Ancak tiyatro camiası eseri tanır.

Rahmi Dilligil ‘‘esinlendiğinin’’ anlaşılacağı ortaya çıkınca Kültür Bakanlığı'na gider ve 8.9.1997 tarihinde kendi adına onaylattırdığı senaryoya el yazısıyla küçük bir ek yaptırır: ‘‘Yazan; John Anstrobus-R Galton Uyarlayan: Rahmi Dilligil’’ Şimdi benim elimde Kültür Bakanlığı'nın aynı tarih ve kayıt numarasını taşıyan iki belge var.

Birinde ‘‘Giysilerim Nerede’’ adlı oyunun yazarı olarak Rahmi Dilligil görünüyor, diğerinde ise yazarlar yabancı, uyarlayan Rahmi Dilligil.

Acaba bunlardan hangisi doğru?

Yoksa bu kitabı Antrobus, Galton ve Dilligil birlikte mi yazmışlar?

Çünkü iki oyunun tek farkı isimler.

Rahmi Bey'in yazdıklarında isimler Ali, Veli, diğerinde ise John, Jim...

Chirac'ın yerinde olsam ben de gelmem!

FRANSA Cumhurbaşkanı Türkiye ziyaretini iptal edince çok kızdık. Vay böyle dostluk olur muymuş? Ülkeler arası dostluk dediğin başka nedir ki? Çıkar, çıkar, çıkar... Gerisi boş. Adam senin için uğraşıyor, senin önünü açıyorsa elbette ki, bunun karşılığını isteyecek.

Herhalde Chirac Türkiye'yi kara kaşı, kara gözü, ya da Demirel'in gıdısı, Çiller'in sarı saçları için savunmuyordu. Chirac'ın Türkiye'ye gelmiyor olması dostluğa ihanet de, bizim onlardan helikopter almamamız dostluğa ihanet değil mi?

Bize yapmadığını bırakmayan İtalya'yı ihaleye alacaksın, Fransız'ı atacaksın. Sonra da marifetmiş gibi, ‘‘Siyaset bulaştırmadık’’ diyeceksin. Siyaset bulaştırmadın ama eline yüzüne bulaştırdın. Bu işlere siyaset bulaşır. Artık siyaset ticarettir.

Fransız işçiyi işsiz bırakmak, Chirac'ı siyaseten zor durumda bırakmaktır. Buna karşın sana söven D'Allama'yı mükáfatlandırır gibi 4 milyar dolar verirsen Chirac haklı olarak bozulur. Chirac bence yine Türkiye'ye dostluk yapıyor.
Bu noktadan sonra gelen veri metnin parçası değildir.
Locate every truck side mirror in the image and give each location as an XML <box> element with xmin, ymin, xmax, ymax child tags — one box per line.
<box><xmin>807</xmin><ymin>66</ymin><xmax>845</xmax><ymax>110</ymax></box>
Bizim ‘‘alıklara’’ uluslararası ilişkiler dersi veriyor.

Enflasyonu azdıran kamu kesimi

‘‘ ENFLASYON Lobisi kim?’’ başlıklı yazıma Ankara Ticaret Odası Başkanı Sinan Aygün destek veriyor. Aygün'ün ‘‘hükümetin kirli çamaşırını ortaya koyan’’ mektubunu aynen yayınlıyorum:

‘‘Saptamalarınız doğru ancak eksik. Anayasa Komisyonu'nda kelime oyunlarıyla milletvekili maaşlarının 10 milyara çıkmasına yol açacak teklif bunun en güzel örneği değil midir?

İstikrar programının kamu tarafından delindiğine ilişkin örneklerinize çok sayıda ekleme yapmak mümkün. Resmi Gazete'ye yüzde 72, oduna yüzde 30, çöp vergilerine yüzde 400-600, pamuğa yüzde 66, gübreye yüzde 56, THY'ye iki ayda yüzde 16, sağlık harcamalarına iki ayda yüzde 23...

Şubat 99-Mart 2000 arasında kamu kesimi toplam yüzde 118,7 zam yaparken, özel kesim zamları yüzde 54,1 olarak gerçekleşmiştir.

Sadece Aralık ayı kamu zamları yüzde 16'dır. Ocak, şubat enflasyon rakamları yüksek çıktığında 'Enflasyonu özel sektör azdırıyor' demek insafla bağdaşır mı?

Kamu zamları karşısında memur güç durumdadır. Dar gelirlinin kıpırdayacak hali yoktur. Enflasyonla savaşta asıl mücadele veren dargelirli kesimdir. Yani askerler savaşmakta, generaller izlemektedir...’’

Ankara'da hem Sanayi, hem Ticaret Odaları'ndan güzel sesler geliyor.

Biz buradan duyuyoruz, iki adım ötede Meclis'ten duymuyorlar.

Yazıklar olsun!

NE ZAMAN ADAM OLURUZ ?

En adi hırsızlığın fikir hırsızlığı olduğunu idrak ettiğimiz zaman.